You Don’t Have to Pick a Side
I juggle values from a lot of different groups: the Drupal community, Lullabot, the Community Working Group, the Twin Cities Drupal user groups, various yoga and meditation groups, activist groups, my family, and countless others. You probably carry a similar mix, and you’ve probably noticed the same thing I have, which is that the principles across all groups tend to overlap. Common patterns I’ve noticed include: don’t cause harm, don’t take what isn’t given, and don’t deceive. Most people hold some version of these whether they’ve formalized them or not.
AI doesn’t change what matters. It changes what’s possible. The values help you sort through what’s possible and choose well. The four freedoms of free software still apply. The commitment to building something open, something that serves more people than just the ones who built it, still applies.
The pressure to declare (or conceal) a fixed position on AI was making me less thoughtful, not more. What I found at DrupalCon was something better than a position. The community reminded me that Drupal’s Values and Principles give me a way to keep deciding, situation by situation, without losing my footing. That is what finally made AI feel like something I could work with instead of something I had to fight or surrender to. I could start to envision a future where our AI-tools aligned more closely with my values. I wish I’d gotten there sooner, but I suppose that’s how learning works.
Putting Values into Practice
Let’s consider a real-life example of what it might look like in practice to carry out Dries’s suggestion to “never submit code you don’t understand.”
Imagine a merge request shows up in an issue you’re following. The code looks competent, although generic. The text in the comment reads like it could have come from an LLM. Your gut says “slop,” but the values suggest a different first move. Instead of writing “this looks AI-generated,” you could open with a question about the contributor’s understanding of the problem. Ask what they tried before this approach. First engage with the person. If the code has real problems, those problems exist regardless of how it was written, and you can address them on their merits.
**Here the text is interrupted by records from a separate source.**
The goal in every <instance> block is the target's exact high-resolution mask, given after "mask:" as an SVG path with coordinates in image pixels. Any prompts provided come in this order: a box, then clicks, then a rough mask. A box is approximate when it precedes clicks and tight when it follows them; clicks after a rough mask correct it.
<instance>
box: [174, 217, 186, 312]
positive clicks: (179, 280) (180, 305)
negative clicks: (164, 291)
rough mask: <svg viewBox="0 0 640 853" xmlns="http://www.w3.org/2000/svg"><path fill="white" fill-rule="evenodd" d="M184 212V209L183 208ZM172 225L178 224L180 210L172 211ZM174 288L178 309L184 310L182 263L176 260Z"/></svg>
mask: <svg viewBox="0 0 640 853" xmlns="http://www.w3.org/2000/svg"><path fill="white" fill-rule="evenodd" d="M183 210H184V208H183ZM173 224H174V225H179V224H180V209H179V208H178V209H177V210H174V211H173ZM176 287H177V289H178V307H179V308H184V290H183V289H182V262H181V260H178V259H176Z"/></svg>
If the contributor can’t explain their own merge request, that tells you something too, but you’ve given them the chance to show up as a person rather than tagging them as a tool.
That’s “Every person is welcome, every behavior is not” in practice. Many of you already do this. You hold the standard (the code needs to be good, the contributor needs to understand it) without throwing the person out of your heart before you’ve even talked to them.
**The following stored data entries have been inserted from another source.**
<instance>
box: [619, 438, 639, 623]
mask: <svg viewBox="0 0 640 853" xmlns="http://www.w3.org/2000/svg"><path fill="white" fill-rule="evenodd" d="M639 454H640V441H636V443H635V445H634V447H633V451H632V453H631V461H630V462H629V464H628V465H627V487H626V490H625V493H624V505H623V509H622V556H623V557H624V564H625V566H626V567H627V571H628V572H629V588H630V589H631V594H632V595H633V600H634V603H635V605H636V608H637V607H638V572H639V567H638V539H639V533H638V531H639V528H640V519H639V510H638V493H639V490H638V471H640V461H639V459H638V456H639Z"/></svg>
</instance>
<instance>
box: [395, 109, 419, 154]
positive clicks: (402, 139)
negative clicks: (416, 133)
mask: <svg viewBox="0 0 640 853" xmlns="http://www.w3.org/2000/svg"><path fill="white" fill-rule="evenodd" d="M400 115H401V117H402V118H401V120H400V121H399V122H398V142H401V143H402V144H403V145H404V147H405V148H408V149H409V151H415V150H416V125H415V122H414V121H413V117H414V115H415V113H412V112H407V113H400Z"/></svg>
Making Room for All People
A Beloved Community doesn’t require perfect agreement. It requires the practice of making room for one another. The people showing up with concerns about AI-generated code deserve a seat at the table, and so do the people experimenting with these tools to solve problems they couldn’t solve before. Dries framed this tension in a helpful way: protecting maintainers and accelerating innovation shouldn’t be opposites. The values help us hold both.
I encourage you to go (re-)read the Values and Principles page before your next AI conversation. Bring those with you instead of a fixed position, and see what happens.